Potseluev Bridge connects two banks of the Moyka. It is a landmark. Tourists photograph it. Locals cross it daily. From its railings you can see Saint Isaac’s Cathedral, its golden dome rising against the sky. Artists have painted that view for generations. Urban legends cling to the bridge’s name — stories of lovers, of kisses, of romance. None of that mattered Friday afternoon.

The bus carried an unknown number of passengers. That detail remains unclear. What is clear: the vehicle left the road. It broke through whatever barrier stood between asphalt and river. The cause is not yet known. Investigators have begun their work. They will look at the driver. They will examine the bus. They will measure the bridge’s guardrails. They will ask why.

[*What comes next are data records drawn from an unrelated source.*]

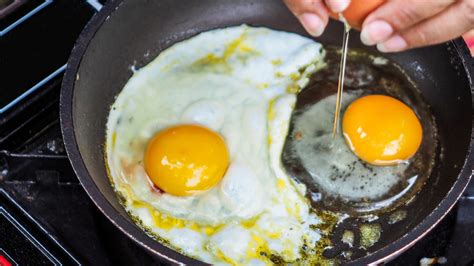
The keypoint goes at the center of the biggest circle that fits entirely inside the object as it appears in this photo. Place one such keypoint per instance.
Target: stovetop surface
(45, 215)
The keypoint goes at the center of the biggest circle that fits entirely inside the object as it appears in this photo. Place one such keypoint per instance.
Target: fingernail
(394, 44)
(312, 23)
(338, 5)
(375, 32)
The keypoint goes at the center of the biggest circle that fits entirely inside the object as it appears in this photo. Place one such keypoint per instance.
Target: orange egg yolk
(381, 130)
(186, 159)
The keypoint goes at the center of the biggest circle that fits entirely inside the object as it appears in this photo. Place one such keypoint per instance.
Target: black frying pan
(133, 32)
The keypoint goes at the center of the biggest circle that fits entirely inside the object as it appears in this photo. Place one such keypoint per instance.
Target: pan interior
(138, 30)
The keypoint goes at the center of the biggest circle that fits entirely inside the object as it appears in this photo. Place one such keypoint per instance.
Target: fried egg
(331, 162)
(231, 91)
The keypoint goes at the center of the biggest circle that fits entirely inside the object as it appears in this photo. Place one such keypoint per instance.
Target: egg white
(240, 82)
(330, 161)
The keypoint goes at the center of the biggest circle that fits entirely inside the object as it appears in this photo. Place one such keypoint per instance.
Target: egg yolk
(186, 159)
(381, 130)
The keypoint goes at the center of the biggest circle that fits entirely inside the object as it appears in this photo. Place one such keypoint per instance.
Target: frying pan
(128, 33)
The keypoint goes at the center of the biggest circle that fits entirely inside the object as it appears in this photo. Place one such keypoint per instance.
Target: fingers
(449, 24)
(312, 14)
(337, 6)
(398, 15)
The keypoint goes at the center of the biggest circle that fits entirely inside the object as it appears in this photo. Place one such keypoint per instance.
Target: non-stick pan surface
(133, 32)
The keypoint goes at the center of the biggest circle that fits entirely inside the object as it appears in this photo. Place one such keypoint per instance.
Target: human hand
(399, 25)
(396, 25)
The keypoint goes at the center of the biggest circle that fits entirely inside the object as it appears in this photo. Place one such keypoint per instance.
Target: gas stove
(45, 215)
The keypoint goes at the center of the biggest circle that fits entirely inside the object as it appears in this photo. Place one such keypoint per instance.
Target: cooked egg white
(239, 82)
(331, 163)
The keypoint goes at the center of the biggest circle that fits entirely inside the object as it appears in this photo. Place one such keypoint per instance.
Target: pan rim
(384, 254)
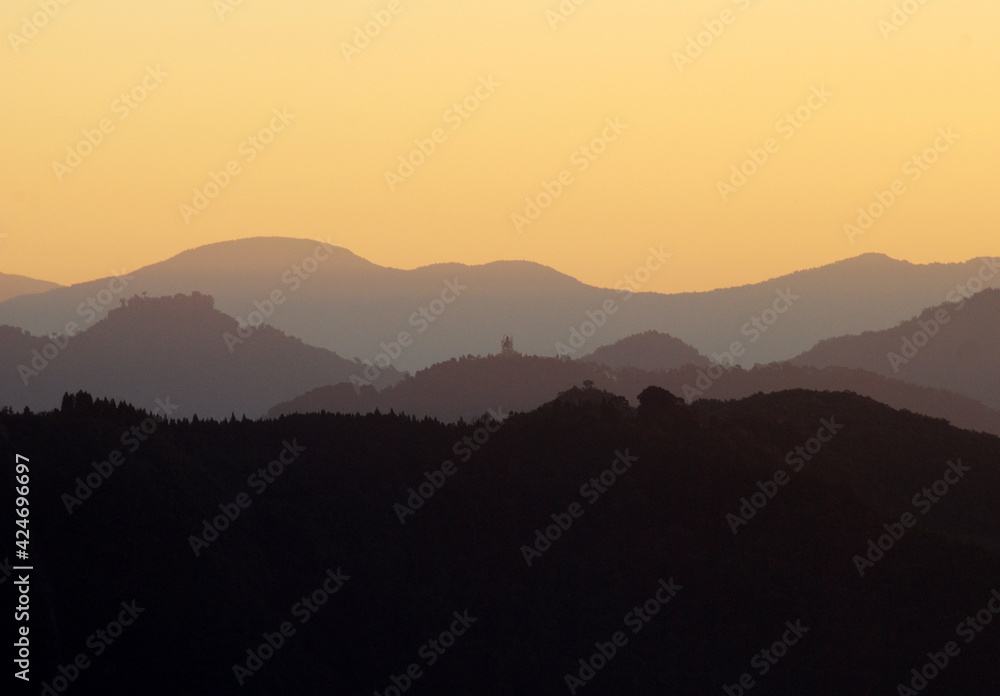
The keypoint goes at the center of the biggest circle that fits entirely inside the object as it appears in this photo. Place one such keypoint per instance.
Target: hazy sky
(504, 97)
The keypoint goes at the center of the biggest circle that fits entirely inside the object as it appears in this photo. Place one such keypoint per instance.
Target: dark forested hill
(672, 549)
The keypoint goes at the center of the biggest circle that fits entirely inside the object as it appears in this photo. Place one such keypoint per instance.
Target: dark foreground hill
(376, 551)
(178, 347)
(466, 387)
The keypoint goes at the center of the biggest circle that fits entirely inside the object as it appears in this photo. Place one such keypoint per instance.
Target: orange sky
(506, 100)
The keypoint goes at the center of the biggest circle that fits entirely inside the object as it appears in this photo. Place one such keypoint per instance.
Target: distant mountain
(178, 347)
(15, 286)
(332, 298)
(463, 388)
(951, 346)
(650, 350)
(468, 387)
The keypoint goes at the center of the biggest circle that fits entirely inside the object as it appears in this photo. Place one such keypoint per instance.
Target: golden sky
(507, 99)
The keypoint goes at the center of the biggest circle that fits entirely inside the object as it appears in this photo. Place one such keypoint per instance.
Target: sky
(746, 138)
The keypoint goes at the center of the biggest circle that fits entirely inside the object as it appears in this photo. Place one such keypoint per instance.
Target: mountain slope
(334, 299)
(950, 346)
(649, 351)
(177, 347)
(15, 286)
(468, 387)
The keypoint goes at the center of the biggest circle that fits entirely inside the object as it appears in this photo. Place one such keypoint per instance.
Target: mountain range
(178, 347)
(331, 298)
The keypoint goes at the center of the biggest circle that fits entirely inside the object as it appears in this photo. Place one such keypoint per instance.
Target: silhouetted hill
(334, 299)
(15, 286)
(647, 548)
(173, 346)
(650, 351)
(950, 346)
(467, 387)
(459, 388)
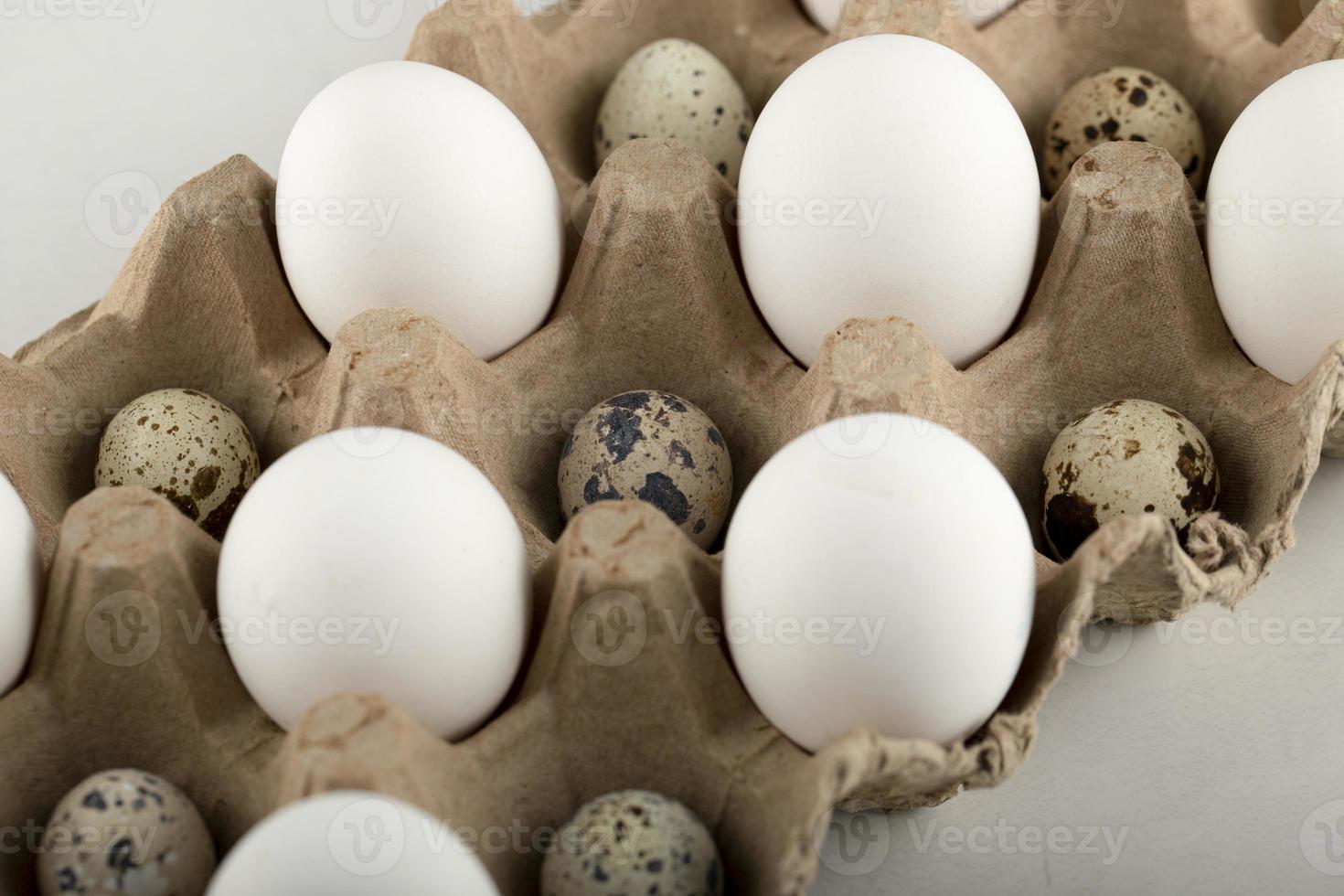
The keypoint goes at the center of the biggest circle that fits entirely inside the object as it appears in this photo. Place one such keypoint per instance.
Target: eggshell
(375, 561)
(408, 186)
(187, 448)
(652, 446)
(1275, 222)
(125, 833)
(20, 584)
(351, 844)
(634, 841)
(1128, 457)
(680, 91)
(1123, 103)
(890, 176)
(847, 597)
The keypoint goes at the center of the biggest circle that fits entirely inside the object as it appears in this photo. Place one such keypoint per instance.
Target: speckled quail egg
(1123, 103)
(634, 841)
(656, 448)
(1128, 457)
(128, 833)
(187, 448)
(680, 91)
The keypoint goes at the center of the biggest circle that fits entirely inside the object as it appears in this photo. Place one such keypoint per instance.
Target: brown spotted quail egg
(125, 833)
(634, 841)
(1128, 457)
(1123, 103)
(656, 448)
(187, 448)
(680, 91)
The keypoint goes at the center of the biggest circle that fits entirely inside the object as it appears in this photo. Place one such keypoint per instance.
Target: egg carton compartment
(654, 298)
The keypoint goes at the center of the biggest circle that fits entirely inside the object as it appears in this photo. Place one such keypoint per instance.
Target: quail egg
(634, 841)
(656, 448)
(1123, 103)
(1128, 457)
(125, 833)
(187, 448)
(680, 91)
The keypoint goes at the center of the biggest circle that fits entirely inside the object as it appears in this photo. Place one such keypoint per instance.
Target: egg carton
(126, 670)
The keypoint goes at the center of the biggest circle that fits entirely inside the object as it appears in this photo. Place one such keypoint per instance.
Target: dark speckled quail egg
(680, 91)
(634, 841)
(656, 448)
(125, 833)
(1128, 457)
(1123, 103)
(187, 448)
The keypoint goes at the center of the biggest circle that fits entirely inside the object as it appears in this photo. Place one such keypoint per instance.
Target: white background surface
(1203, 758)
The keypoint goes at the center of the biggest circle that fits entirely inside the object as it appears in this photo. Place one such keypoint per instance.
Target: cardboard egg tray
(614, 693)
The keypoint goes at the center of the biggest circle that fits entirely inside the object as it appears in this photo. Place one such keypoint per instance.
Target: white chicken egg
(408, 186)
(1275, 222)
(889, 175)
(351, 844)
(20, 584)
(378, 563)
(878, 574)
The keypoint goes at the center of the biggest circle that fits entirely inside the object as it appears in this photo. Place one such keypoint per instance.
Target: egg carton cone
(129, 672)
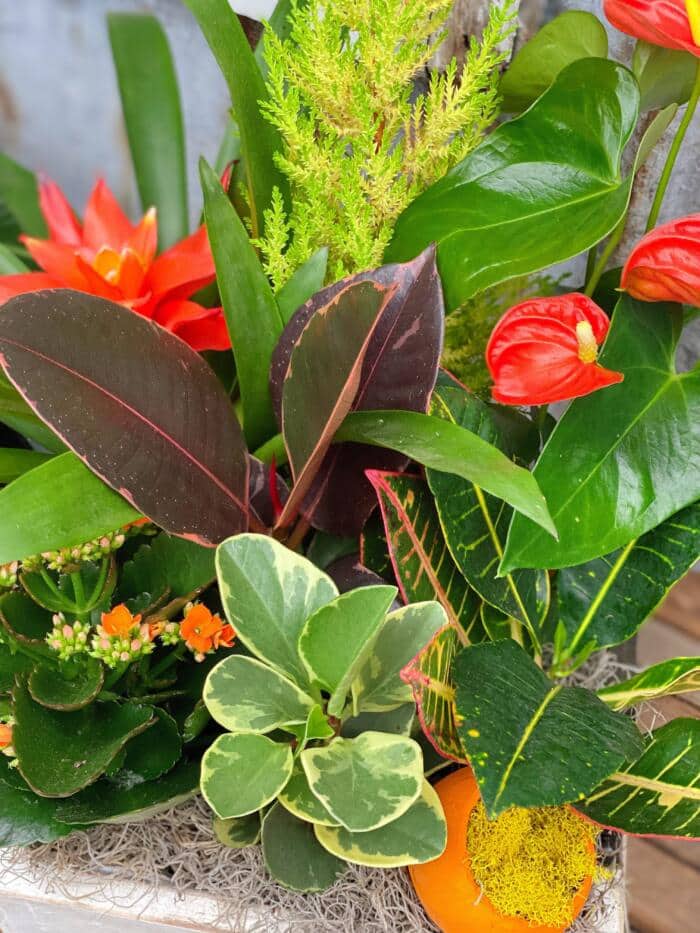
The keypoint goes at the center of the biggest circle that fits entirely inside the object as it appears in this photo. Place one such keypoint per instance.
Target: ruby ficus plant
(249, 511)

Saint Petersburg is a city of canals and bridges. More than 300 span its waterways. Buses cross them every day. This one did not make it across. The Moyka is not a wide river. But it is deep enough to drown a bus. Deep enough to kill seven people in seconds.

Residents are in shock. A city known for its beauty, its white nights, its cultural heritage, now faces a different kind of memory. The Bridge of Kisses will carry a second story. Not just the one about lovers meeting under its lamps. Now the story of a bus falling into dark water. Of sirens. Of bodies pulled from wreckage.

The injured are receiving medical attention. Their conditions have not been released. Families wait. The city waits. The investigation will take time. Answers will come slowly, if they come at all.

This is not the first tragedy on a Russian bridge. It is not the first bus to fall into a river. But it happened here, in a place known for its elegance. The contrast is brutal. A famous landmark, a beautiful view, and then a sudden drop into the Moyka. Seven lives ended. Six more changed forever. The bridge remains. It still spans the river. It still offers that view of Saint Isaac’s. But those who cross it now will look at the railings differently. They will wonder about the bus. They will remember.